Savaş sırasında Kubbe'de bulunan ve savaş alanını kristal küresinden seyreden Jaerran, Beyaz Düzlük'te yaşanan felaketi ve yaklaşmakta olan kuşatmayı gördüğünde çılgına döndü. Jaerran çok güçlü bir büyü kullanıcısıydı ve savaşın gidişatını tersine döndürmek için ne gerekiyorsa yapmaya kararlıydı. Böylece cehennemin efendileri ile, daha önce eşi benzeri yapılmamış derin bir pazarlığa oturdu. Asuan'ın güçleri şehrin surlarını dövmeye başladığında, o Kubbe'deki özel salonunda büyük bir ritüel gerçekleştiriyordu. Sonunda korkunç antlaşma yapıldı. Buna göre öte alemlerin kapıları Asuan ordularının üzerine açılacak; Escova'nın etrafındaki kuşatma çemberi cehennemin güçleri tarafından dağıtılacaktı. Bunun karşılığında da cehennem lordu Restahxa, Meclis'teki koltuklardan birinin sahibi ve Meclis'in asil üyelerinden birisi olacaktı. Canı istediği zaman kendi düzleminden çıkıp gelerek insan formunda Escova'da bulunabilecek ve tıpkı diğer Meclis üyeleri gibi, şehrin yönetiminde söz sahibi olacaktı. Antlaşma sağlandığında cehennemin güçleri harekete geçtiler. Asuan'ın kuşatma birlikleri, bir gün bile sürmeyen korkunç bir saldırnın sonucunda son adama kadar paramparça edildi.



Restahxa Dönemi
Escova halkı savaşta verilen kayıpların ardından çok zor şartlarla karşı karşıya kaldı. Ekonomik sıkıntılar, kıtlıklar ve Meclis'in hareketlerini dikkatle izleyen yeni düşmanlar kapıda bekliyordu. Sokaklarda savaş karşıtı ve Meclis'i istifaya davet eden protestolar ardı ardına patlak veriyor, halk bütün bunların hesabını sormak için yerel mekânlarda, caddelerde ve meydanlarda örgütlenmeye başlıyordu. Escova'nın içine düştüğü bu zor durumu hiç umursamayan cehennem lordu Restahxa, ortalığın sakinleşmesini beklemeden Kubbe'de göründü, ve yönetici konseyin altıncı kişisi olarak Meclis'e girdi. Geldiğinde, bir iblisten çok bir insana benziyordu.
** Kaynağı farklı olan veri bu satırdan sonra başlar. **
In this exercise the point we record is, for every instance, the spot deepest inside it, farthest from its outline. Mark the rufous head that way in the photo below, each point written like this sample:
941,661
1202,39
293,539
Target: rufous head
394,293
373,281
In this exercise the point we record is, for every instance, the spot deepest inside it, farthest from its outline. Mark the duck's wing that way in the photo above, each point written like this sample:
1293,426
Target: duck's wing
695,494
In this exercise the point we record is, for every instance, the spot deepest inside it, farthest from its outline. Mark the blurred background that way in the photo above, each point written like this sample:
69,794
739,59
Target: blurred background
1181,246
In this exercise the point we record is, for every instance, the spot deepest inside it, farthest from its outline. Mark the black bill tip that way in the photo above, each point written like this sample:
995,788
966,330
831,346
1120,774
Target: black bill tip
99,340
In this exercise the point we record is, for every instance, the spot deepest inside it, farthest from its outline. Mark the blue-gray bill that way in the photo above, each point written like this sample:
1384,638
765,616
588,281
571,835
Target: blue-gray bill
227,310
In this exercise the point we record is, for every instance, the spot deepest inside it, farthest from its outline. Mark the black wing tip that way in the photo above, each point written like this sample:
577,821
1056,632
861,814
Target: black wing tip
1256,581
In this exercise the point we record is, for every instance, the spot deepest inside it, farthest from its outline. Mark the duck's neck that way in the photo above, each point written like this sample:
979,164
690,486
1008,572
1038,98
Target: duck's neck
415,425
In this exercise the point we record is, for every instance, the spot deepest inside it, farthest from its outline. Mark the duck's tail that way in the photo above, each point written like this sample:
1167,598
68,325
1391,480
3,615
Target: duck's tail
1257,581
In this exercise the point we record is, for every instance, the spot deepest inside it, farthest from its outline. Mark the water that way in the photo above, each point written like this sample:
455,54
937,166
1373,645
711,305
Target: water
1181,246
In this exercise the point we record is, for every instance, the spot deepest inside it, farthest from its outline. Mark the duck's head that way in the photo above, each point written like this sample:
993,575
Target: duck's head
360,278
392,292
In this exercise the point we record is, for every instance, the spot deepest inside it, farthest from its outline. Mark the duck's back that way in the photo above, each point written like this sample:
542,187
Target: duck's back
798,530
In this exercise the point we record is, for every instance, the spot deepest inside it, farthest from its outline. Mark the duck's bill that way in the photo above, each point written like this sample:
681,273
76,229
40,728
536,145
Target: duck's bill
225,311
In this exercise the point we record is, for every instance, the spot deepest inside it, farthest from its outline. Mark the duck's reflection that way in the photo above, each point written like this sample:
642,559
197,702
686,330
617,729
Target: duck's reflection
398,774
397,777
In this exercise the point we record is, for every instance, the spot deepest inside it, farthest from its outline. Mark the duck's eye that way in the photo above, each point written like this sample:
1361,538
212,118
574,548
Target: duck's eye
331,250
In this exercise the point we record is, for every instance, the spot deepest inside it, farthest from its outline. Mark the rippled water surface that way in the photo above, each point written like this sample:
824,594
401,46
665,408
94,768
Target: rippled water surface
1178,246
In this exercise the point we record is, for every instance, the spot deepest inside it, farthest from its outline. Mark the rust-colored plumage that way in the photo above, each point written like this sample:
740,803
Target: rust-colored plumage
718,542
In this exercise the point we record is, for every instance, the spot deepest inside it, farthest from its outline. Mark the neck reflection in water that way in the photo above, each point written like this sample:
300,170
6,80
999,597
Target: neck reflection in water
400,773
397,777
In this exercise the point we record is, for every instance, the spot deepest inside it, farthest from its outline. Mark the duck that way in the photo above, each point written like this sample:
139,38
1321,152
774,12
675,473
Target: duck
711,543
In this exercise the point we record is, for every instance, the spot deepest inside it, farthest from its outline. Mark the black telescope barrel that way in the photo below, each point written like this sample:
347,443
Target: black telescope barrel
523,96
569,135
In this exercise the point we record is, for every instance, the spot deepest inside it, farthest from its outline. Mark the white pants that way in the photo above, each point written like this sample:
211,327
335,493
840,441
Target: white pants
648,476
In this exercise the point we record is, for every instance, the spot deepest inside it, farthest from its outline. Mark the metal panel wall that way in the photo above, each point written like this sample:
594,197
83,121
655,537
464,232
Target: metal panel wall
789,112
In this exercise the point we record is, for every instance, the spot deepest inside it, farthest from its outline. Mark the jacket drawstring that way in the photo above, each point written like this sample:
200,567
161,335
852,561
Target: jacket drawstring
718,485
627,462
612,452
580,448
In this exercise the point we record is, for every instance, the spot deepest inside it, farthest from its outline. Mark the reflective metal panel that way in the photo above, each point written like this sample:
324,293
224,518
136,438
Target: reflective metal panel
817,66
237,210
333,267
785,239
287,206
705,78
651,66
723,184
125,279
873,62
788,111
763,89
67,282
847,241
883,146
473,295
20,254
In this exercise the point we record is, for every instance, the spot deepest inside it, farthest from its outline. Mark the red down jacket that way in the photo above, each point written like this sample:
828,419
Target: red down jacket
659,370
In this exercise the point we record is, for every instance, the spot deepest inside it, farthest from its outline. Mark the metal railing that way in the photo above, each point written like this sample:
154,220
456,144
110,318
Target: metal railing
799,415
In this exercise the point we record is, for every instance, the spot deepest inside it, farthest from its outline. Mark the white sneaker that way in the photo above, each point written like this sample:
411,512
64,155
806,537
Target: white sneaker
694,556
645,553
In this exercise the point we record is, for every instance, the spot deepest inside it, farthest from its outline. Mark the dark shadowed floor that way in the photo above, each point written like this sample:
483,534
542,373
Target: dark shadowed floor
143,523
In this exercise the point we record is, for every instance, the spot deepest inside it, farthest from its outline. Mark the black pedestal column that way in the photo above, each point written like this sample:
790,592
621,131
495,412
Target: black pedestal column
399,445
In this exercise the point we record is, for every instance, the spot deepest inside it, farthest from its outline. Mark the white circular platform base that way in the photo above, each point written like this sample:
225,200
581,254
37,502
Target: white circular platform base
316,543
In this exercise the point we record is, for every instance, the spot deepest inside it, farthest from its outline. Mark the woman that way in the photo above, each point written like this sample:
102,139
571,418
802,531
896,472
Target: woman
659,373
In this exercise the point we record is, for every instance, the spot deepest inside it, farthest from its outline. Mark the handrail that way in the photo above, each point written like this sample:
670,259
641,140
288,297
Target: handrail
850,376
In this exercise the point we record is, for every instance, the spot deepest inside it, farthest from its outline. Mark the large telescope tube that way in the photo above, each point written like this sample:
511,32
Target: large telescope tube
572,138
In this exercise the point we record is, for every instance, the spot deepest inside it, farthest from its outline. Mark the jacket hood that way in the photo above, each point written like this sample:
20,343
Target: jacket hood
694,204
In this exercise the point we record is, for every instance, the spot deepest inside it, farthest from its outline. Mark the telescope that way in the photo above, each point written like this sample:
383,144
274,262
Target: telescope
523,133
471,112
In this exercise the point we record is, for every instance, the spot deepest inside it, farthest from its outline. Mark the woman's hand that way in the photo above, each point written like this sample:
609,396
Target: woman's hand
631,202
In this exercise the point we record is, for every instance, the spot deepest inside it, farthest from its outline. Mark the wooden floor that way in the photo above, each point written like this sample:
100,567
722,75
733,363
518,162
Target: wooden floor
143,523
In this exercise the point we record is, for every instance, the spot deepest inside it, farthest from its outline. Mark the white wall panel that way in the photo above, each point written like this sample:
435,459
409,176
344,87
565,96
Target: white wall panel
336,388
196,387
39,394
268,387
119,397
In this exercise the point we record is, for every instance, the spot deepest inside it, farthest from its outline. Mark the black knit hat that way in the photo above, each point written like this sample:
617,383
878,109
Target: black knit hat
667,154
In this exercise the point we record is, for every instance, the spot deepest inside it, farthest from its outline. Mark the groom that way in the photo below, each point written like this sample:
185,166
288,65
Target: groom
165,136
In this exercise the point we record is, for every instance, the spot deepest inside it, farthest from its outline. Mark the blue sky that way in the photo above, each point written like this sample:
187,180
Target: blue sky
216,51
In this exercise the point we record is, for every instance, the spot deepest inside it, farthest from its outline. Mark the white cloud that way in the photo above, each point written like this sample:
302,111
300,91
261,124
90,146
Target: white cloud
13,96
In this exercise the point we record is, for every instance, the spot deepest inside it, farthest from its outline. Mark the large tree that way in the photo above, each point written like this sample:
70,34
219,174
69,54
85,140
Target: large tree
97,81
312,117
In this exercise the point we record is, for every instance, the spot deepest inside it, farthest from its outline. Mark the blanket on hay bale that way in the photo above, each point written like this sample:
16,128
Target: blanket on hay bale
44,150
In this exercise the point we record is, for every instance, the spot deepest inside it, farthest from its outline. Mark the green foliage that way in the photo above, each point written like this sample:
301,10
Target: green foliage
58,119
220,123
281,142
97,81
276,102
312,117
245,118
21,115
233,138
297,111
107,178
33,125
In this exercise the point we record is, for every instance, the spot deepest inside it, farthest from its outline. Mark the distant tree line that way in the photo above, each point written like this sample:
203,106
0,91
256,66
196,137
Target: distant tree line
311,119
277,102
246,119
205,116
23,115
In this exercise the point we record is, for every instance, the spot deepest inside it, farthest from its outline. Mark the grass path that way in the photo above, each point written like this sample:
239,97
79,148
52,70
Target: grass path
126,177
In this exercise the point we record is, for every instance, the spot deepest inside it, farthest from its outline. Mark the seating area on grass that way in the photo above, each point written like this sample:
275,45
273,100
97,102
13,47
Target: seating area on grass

Restahxa Meclis'te o ana kadar bulunmuş olan en güçlü ve zeki varlıktı. Yüreklere korku salan bir dış görünüşe, aynı oranda korkunç olan bir kurnazlığa ve konuşma yeteneğine sahipti. Meclis’in diğer üyeleri ondan korkuyor, onu ısrarla görmezden geliyor ve uzak durmaya çalışıyorken, cehennem lordu her şeyi dinliyor, ısrarla sokuluyor, bütün konuşmalara dahil oluyor ve Escova şehri üzerinde diğerlerini rahatsız etmeye yetecek kadar sahiplik iddia ediyordu. Konuşmaları esnasında diğerlerini zekasıyla alt etmeye ve onların fikirlerini çürütmeye bayılıyor, saman altından su yürüterek insanları kendi emelleri doğrultusunda güdümlüyordu. Bu kabiliyetini kullanarak oynadığı ilk (ve belki de en büyük) oyun yalnızca birkaç hafta sürmüş ve başarıya ulaşmıştı. Restahxa, Gökfelaketi Savaşı sırasında kendisiyle pazarlığa oturmuş olan Meclis başbüyücüsü Jaerran'ın kuyusunu o kadar hızlı bir biçimde kazmıştı ki, talihsiz büyücü ne olup bittiğini anlayamadan Escova halkının gözleri önünde infaz edilmişti. Restahxa'nın bu hareketinin tek sebebi, Jaerran'ın pazarlık sırasında takındığı cimri tutumu ve her daim üzerinde taşıdığı kendini beğenmişliği saygısızlık olarak görmesindendi. Büyücünün infazını halka açık bir yerde yaptırarak da Meclis adına Escova sakinlerinden özür dilemiş oluyordu. Restahxa yıllar geçtikçe politika denen bu küçük, insana özgü oyunları sevmeye başlayacak ve kısa süre içerisinde Karea bölgesinin en tehlikeli karakterlerinden birisi haline gelecekti.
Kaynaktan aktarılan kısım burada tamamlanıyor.